Prep time: 20 mins
Cooking time: 35 mins
Serving: 6 people
*Modify for Gluten Free
- Replace oats with rice flakes, quinoa, flaked almonds
You will need
- 225g GF rolled oats
- 2 tbsp. White Wings GF Plain Flour
- 200g vegan butter chopped
- 2 pinches of salt
- 2 tbsp. dried cherries
- 4 dates - pitted and chopped
- 2 tbsp. cashews - roughly chopped
- 2 tbsp. macadamia nuts - roughly chopped
- 2 tbsp. roasted almonds - roughly chopped
- 1 tbsp. of ground cinnamon
- 1-2 tbsp. coconut oil - melted to bind if necessary
- 1 tbsp. coconut sugar
- 2 Modi Apples - cored & sliced in small wedges with skin on
- 400g of mixed Driscolls' Berries (blueberries, raspberries & blackberries)
- 150g strawberries
- 1 small orange - halved & cut into thin slices 0 skin on, pips removed
- juice of 1/2 an orange
- Liddell's Lactose Free Custard to serve
Pre heat the oven to 180c on fan forced.
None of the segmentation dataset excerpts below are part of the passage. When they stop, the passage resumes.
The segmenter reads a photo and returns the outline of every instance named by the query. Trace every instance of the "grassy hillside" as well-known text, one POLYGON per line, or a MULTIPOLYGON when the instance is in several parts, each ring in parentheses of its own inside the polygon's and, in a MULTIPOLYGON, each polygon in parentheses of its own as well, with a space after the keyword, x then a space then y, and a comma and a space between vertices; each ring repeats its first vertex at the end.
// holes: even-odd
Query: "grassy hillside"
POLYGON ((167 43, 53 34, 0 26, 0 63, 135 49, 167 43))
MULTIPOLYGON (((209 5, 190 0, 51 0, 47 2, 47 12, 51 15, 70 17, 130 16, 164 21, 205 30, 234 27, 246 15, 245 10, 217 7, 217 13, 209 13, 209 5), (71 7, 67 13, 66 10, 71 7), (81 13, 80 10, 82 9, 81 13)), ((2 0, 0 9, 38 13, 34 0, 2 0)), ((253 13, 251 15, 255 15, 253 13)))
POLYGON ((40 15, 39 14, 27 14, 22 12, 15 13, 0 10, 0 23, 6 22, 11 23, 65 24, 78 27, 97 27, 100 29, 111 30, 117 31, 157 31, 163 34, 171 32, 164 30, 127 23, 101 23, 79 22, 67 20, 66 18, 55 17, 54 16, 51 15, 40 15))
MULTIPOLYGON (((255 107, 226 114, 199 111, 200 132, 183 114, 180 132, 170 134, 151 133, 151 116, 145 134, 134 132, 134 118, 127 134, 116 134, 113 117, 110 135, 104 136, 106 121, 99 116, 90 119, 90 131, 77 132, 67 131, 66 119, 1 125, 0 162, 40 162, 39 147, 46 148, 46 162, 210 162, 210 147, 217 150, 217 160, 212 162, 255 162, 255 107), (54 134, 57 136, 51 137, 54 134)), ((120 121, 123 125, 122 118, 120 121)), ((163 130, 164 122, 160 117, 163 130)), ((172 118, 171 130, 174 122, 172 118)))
To make the crumble, blitz 150g of oats, leave the remaining oats whole. The finer oats will help bind the crumble and the whole will add to the texture.
Add both the blitzed and whole oats, GF flour, vegan butter, salt, chopped cherries and dates in a large bowl. Rub together with your hands until the mixture becomes a rough chunky crumble. Follow in with the nuts and cinnamon and continue rub into the butter. If it is too dry drizzle in a touch of melted coconut oil.
In another large bowl, toss the apples, berries, strawberries, orange pieces, orange juice, maple and 2 tablespoons coconut sugar. Toss to combine. Pile the fruit in a high-sided baking dish.
Pile the crumble mixture over the fruit, leaving some of the fruit visible. Sprinkle over the remaining tablespoon of coconut sugar. Place the dish on a baking tray to catch any bubbly juices that may bubble over and bake uncovered 30 -35 minutes or until bubbly and golden. Serve with a good dollop of lactose free custard on the side.